White mars by Brian W. Aldiss & Roger Penrose. Chapter 10, 11

‘I have to keep with my group. Sorry.’

Too bad. You’re an attractive lady. Korean, are you? We’re a bit short of adjuncts to living over here. Monastic is what we are.’

‘Then leave your monastery and lecture us on particle physics.’

‘You might find it rather dull,’ he said. Then he smiled. ‘It’s a good idea. I’ll see what I can do. I’ll be in touch.’

At that stage, I did not realise how prophetic those words were.

We were waiting in the reception area for our buggybus to finish recharging. I started talking to the technician on duty, and asked her about the small white tongues we had seen outside the building.

‘Oh, the Watchers? I can show you them on the monitors, if you like.’

I went behind her desk to take a look at the surveillance system. It clearly showed the white tongues, unmoving outside.

The technician flicked from screen to screen. The tongues surrounded the establishment. Behind them, Olympus Mons could be seen distantly, dominating its region.

‘You get a clearer idea of them when I switch over to infrared,’ said the technician, so doing.

I exclaimed in alarm. The tongues were no longer tongues. They reminded me, much more formidably, of gravestones I had seen in an old churchyard, tall and unmoving. They formed almost a solid wall about the establishment. It seemed they were covered in a kind of oily, scaly skin of a dull green colour. I asked if they were going to break in.

‘They’re quite harmless. They don’t interfere. We think they’re observing. They don’t get in anyone’s way.’

As we looked, a maintenance engineer came into view on the screens, suited up and shouldering welding equipment. As if to confirm the duty technician’s words, the Watchers flicked back into the regolith and were gone, offering him no impediment. He moved out of view and the tongues at once returned.
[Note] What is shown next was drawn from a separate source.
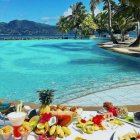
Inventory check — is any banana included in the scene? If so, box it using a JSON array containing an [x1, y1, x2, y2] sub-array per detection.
[[86, 126, 93, 134], [86, 121, 93, 125], [76, 123, 84, 128], [62, 126, 71, 136], [45, 122, 50, 132], [82, 125, 87, 133], [59, 128, 65, 138], [56, 125, 61, 135], [49, 125, 56, 135], [92, 125, 100, 131], [77, 118, 81, 123]]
I could not help feeling cold fear running through my body.

‘So there is life on Mars,’ I said.

‘But not necessarily Martian life,’ the technician said. ‘Sit down for a minute, pet. You look terribly pale. I’m only joking. There’s no life on Mars. We all know that.’

But jokes frequently hold bitter kernels of truth. Knowledge of the Watchers spread and caused alarm. But custom dulls the edge of many things. Whether alive or not, they made no hostile moves. We became used to their presence and finally ignored them.
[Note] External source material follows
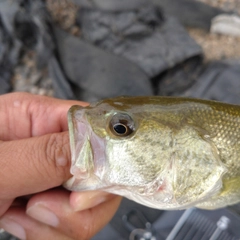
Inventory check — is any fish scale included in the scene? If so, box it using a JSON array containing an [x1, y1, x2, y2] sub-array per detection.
[[65, 96, 240, 209]]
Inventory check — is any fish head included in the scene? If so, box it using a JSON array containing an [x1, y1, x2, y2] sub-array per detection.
[[65, 97, 225, 209]]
After my return from Thorgeson and company, I told Kathi over the Ambient how impressed I was by Thorgeson’s intellect. She asked what he had said.

I tried to explain that he had claimed the consciousness of humanity, or of a species that might supersede us, was – what had he said? – an integral function of the universe.

She laughed scornfully. ‘Who do you think he got that idea from?’ she asked.

After a silence, she said, ‘If we cannot behave in a better and more Utopian way, then we deserve to be superseded, don’t you think?’

I changed the subject and spoke about the tongues surrounding the science unit.

‘Don’t worry,’ she said lightly. ‘We shall find out their function in good time. Do you know about quantum state-reduction? No? I’m reading up about it now. It’s the collapse of the wave function, such as Schrodinger’s cat – you know all about Schrodinger’s cat, Cang Hai?’

‘Of course I’ve heard of it.’

‘Well then, the collapse of the wave function resolves the problem of that poor hypothetical quantum-superposed moggie. It becomes either a dead cat or a live cat, instead of being in a quantum superposition of both a dead and an alive cat.’

‘I see … Is that better or worse for the cat?’

She scowled at me. ‘Don’t try to be funny, dear. Such quantum superpositions occur in the electron displacements in a quantcomp. The definitive experiments conducted by Heitelman early this century made it clear that state-reduction actually takes place when it is the internal gravitational influences that become significant. You see where this leads us?’

I shook my head. ‘I’m afraid I don’t, Kathi.’

‘I’m working on it, babe!’ With a cheery wave of its hand her image faded from view.